Corner of State and Main Streets
New Albany, IN 47150
This house was erected by Joel Scribner, a founding father of New Albany. Three generations of this family lived in the house; they were the only family to reside in this house. The last Scribner, Miss Harriet Scribner, sold this house to the Piankeshaw Chapter in 1917 for $1500. The house contains many Scribner family treasurers, antiques, and three paintings by George Morrison, who was from the New Albany area. Other antiques of that same time period have been donated to the house/museum.
Acknowledgements: The Piankeshaw Chapter, NSDAR owns, operates, and maintains this museum and provides docent led tours.
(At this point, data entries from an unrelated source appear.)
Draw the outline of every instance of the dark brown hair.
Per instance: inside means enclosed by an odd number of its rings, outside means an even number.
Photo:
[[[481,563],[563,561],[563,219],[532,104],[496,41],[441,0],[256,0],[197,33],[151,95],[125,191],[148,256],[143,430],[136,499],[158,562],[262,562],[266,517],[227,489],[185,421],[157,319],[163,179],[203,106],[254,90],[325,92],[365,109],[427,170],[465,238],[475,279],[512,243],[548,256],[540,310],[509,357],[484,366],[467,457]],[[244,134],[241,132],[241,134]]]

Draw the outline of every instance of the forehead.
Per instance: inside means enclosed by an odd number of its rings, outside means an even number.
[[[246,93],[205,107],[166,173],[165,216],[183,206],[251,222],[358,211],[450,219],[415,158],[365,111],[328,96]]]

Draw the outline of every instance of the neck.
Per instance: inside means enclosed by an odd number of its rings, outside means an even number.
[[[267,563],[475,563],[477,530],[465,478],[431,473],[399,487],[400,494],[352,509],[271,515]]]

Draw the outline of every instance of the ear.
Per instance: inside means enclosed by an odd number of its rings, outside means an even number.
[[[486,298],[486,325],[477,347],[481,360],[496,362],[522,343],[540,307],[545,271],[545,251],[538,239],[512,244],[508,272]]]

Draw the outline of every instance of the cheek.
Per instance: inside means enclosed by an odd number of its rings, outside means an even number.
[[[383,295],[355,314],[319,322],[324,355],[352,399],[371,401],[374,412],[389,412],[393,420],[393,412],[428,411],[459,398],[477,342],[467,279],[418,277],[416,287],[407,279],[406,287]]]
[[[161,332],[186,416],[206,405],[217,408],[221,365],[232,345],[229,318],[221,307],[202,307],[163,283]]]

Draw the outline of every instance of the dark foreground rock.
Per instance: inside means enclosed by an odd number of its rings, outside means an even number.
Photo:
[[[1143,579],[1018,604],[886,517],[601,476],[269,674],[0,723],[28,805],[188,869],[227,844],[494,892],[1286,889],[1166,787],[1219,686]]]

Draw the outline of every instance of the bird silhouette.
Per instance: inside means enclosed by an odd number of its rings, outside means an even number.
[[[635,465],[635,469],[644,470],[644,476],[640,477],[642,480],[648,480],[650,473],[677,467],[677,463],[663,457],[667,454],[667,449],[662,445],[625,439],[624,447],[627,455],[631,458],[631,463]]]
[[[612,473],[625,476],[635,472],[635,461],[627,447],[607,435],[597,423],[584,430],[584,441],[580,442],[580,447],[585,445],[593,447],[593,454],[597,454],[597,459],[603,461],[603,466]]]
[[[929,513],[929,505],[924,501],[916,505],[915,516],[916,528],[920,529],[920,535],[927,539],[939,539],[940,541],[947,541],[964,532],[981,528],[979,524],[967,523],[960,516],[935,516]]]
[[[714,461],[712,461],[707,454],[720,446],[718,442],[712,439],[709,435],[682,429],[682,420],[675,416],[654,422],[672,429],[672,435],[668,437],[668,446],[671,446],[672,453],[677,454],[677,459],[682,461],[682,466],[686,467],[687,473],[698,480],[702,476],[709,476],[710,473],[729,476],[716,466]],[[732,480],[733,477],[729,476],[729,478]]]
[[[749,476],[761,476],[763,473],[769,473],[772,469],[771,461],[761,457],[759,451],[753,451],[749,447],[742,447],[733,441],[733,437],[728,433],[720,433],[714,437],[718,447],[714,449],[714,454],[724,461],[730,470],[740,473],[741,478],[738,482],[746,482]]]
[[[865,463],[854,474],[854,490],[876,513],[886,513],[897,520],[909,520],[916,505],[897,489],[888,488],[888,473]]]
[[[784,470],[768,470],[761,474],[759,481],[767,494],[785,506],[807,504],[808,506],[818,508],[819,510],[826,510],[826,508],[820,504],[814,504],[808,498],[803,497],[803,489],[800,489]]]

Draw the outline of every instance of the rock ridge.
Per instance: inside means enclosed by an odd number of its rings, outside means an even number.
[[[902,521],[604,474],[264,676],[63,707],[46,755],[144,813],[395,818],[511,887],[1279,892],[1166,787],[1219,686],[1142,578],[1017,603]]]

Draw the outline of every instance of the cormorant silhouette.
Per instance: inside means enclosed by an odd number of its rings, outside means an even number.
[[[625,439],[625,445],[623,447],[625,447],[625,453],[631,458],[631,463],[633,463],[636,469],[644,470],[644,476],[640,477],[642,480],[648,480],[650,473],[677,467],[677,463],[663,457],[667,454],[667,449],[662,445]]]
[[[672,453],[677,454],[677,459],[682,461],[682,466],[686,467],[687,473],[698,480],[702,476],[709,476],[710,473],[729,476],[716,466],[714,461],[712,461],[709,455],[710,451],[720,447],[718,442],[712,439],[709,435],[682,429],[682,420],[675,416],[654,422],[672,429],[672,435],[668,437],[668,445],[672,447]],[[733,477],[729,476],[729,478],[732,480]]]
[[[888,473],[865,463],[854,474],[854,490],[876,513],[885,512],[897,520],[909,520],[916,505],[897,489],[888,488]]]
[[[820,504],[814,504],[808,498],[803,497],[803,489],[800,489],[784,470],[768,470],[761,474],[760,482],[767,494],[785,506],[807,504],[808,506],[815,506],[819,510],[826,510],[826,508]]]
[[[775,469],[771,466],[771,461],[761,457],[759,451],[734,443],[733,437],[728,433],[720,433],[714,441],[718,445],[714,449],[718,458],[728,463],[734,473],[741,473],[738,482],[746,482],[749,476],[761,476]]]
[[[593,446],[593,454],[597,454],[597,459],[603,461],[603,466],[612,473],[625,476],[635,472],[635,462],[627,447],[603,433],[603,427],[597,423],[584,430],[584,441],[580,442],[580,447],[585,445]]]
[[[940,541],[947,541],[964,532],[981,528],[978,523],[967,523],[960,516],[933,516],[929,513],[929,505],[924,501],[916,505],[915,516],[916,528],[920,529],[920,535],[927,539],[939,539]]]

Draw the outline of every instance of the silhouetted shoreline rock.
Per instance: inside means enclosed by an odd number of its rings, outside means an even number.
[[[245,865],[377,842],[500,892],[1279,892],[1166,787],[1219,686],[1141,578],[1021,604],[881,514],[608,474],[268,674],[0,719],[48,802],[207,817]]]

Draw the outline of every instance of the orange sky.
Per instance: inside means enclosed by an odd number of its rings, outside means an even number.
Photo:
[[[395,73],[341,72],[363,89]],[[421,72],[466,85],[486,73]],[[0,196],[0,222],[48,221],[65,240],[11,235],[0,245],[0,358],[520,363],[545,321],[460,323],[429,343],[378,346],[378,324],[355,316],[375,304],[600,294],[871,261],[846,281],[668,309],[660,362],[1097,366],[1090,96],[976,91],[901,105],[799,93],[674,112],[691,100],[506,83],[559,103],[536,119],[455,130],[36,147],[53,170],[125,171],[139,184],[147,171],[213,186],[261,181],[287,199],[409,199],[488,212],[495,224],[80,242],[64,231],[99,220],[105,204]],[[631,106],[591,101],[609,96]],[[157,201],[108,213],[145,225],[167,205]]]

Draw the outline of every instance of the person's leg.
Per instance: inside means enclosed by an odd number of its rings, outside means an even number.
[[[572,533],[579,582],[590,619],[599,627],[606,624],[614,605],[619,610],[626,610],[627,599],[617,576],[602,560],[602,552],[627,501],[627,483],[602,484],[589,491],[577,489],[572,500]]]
William Henry Harrison Mansion
3 West Scott Street
Vincennes, IN 47591
This was the home of the Territorial Governor of the Indiana Territory and ninth President of the United States William Henry Harrison. Also, it was the confrontational meeting place in 1810 and 1811 of Harrison and Shawnee leader Tecumseh. Note: On the property grounds are two additional buildings. One is the Francis Vigo Chapter House. It was once a barracks located at the George Field Flight Training Base in Lawrence County, Illinois. The building was used for many years during the training of WWII pilots. The barracks was moved from George Field Flight Training Base to it's present location in 1952. The Francis Vigo Chapter purchased the building in 1973 and since then have used it as their chapter house. This chapter house contains the history of the Francis Vigo Chapter in photos, books, records, documents, and applications of members. It also contains many items left to the chapter by the descendants of William Henry Harrison such as sterling silver tea sets, carpets, paintings, antique mirrors, photos, and more.
The other building on the grounds is the Queen Anne Cottage. It was built in 1886 by the Vincennes Water Company to house the superintendent of the water company. The Vincennes Water Company were once owners of the William Henry Harrison Mansion, known as Grouseland, and the current owner is Francis Vigo Chapter NSDAR. The chapter rents the two apartments that are in the building. This income helps to maintain the grounds of the mansion and for any repairs needed for the mansion, Francis Vigo Chapter House, or the Queen Anne Cottage.
Acknowledgements: The Francis Vigo Chapter, NSDAR owns and helps to maintain the mansion. They use it as a museum to help teach and preserve the many contributions of Governor and Past President William Henry Harrison.